Archivists with UGA’s special collections libraries partnered with theatre and dance faculty on campus and at Spelman College to engage students in an exploration of reports, correspondence, newsfilm, photographs and other original materials from archival collections documenting the history of convict labor in Georgia. Over the course of three semesters, students and faculty created a devised theatrical performance grounded in that history.
As The New South and the New Slavery exhibit was on display at the Richard B. Russell Building Special Collections Libraries last fall, [The Georgia Incarceration Performance Project] students and faculty continued to explore the archival collections, as well as brainstorm and rehearse inside the gallery space. GIPP then hosted a series of performances as part of the Spotlight on the Arts festival at UGA in November.
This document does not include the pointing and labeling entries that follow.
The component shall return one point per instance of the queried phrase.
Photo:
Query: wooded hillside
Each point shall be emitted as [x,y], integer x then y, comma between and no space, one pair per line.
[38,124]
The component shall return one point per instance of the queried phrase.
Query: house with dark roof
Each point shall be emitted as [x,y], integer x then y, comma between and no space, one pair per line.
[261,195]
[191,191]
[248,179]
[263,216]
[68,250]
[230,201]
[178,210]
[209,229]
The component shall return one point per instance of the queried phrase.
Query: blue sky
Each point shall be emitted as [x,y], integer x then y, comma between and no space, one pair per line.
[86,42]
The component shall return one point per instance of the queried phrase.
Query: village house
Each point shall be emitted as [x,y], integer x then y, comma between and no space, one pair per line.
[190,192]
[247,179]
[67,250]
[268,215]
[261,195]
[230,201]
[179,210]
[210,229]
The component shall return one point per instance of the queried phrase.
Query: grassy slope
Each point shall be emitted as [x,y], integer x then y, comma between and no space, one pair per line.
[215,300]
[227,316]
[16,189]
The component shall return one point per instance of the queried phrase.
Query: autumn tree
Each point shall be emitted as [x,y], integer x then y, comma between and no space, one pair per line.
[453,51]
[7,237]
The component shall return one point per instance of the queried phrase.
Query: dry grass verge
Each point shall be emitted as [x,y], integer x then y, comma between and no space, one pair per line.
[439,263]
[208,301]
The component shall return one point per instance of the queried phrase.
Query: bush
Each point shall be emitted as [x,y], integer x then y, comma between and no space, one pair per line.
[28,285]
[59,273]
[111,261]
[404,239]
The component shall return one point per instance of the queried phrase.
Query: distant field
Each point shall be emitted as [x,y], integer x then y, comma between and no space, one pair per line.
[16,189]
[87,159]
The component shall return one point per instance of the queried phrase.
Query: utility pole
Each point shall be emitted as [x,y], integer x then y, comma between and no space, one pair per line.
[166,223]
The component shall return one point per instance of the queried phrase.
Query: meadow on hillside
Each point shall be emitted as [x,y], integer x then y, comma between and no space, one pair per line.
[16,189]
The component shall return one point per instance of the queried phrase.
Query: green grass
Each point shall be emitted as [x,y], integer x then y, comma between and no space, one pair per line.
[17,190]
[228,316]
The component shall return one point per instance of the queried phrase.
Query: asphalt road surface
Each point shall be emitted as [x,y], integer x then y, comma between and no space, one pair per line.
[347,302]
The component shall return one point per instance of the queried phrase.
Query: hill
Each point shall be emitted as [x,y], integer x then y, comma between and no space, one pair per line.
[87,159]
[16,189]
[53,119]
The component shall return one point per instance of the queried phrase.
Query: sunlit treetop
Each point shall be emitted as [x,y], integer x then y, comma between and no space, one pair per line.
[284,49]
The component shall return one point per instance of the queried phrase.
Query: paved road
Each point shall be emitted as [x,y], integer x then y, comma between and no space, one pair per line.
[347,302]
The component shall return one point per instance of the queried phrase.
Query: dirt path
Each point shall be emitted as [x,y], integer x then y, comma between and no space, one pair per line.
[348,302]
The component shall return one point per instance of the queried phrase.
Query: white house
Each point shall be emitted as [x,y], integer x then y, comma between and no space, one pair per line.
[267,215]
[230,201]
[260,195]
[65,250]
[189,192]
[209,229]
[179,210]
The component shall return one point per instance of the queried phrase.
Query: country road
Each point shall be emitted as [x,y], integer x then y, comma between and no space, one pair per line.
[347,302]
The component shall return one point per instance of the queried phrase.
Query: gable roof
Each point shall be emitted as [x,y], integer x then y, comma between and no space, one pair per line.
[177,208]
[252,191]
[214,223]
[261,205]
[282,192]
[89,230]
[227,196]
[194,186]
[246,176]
The project culminated in performances at Spelman earlier this month.
“Archivists from the UGA Special Collections Libraries were delighted to partner with Dr. Amma Ghartey-Tagoe Kootin and the rest of an outstanding team of students and faculty at UGA and Spelman College,” said Toby Graham, University Librarian and Associate Provost. “UGA students have been involved in the exhibit and performance at every step, creating a unique set of experiential learning opportunities and reaching audiences in an unforgettable way."
The project received an honorable mention in the National Council on Public History’s Outstanding Public History Project Award category. The recipients will be honored during NCPH’s annual meeting in Atlanta in March.
Headquartered on the campus of Indiana University-Purdue University Indianapolis, the National Council on Public History (NCPH), based at is a nonprofit membership association that inspires public engagement with the past and serves the needs of practitioners in putting history to work in the world. It is supported by a National Endowment for the Humanities Challenge Grant, among other support.